I'm a beginner at evaluating summations of this level, and I would appreciate it if you could walk me through the steps of evaluating this type of problem. I'm having trouble understanding what I'm trying to reach or solve for and how to get there.
I didn't get very far in my attempt, and I don't know if it's right, but what I have so far is
$(x+1)^2 +(x+1)^3 +(x+1)^4+ … +(x+1)^n.$
Then you could take that and multiply by (x+1)

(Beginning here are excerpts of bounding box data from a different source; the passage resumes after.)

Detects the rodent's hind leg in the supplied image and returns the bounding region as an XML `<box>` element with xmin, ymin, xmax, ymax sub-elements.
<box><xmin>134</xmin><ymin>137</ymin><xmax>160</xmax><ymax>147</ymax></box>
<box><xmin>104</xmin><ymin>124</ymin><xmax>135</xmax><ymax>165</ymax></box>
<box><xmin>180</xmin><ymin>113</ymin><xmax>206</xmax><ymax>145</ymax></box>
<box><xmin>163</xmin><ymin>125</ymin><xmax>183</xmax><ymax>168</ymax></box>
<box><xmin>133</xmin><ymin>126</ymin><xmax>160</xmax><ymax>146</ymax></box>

$(x+1)^3 + (x+1)^4 + … + (x+1)^n + (x+1)^{n+1}$
and then take the difference of the summations
$(x+1)^2 – (x+1)^{n+1}$
and I got stuck here — no idea on how to progress.
Thanks!
Best Answer
Let $$S_n=\sum_{k=1}^n (x+1)^{k+1}\tag1.$$ Multiplying $(1)$ by $(x+1)$, we get $$(x+1)S_n=\sum_{k=1}^n (x+1)^{k+2}\tag2.$$ $(2)-(1)\implies$ $$(x+1)S_n-S_n=\sum_{k=1}^n \left ( (x+1)^{k+2}-(x+1)^{k+1}\right).$$ Most of the terms from RHS will cancel out and we are left with $$x\cdot S_n=(x+1)^{n+2}-(x+1)^2.$$ In other words, $$S_n=\frac {(x+1)^2((x+1)^{n}-1)}{x}.$$ If you want, you can still simplify the expression using binomial expansion of $(x+1)^{n}$.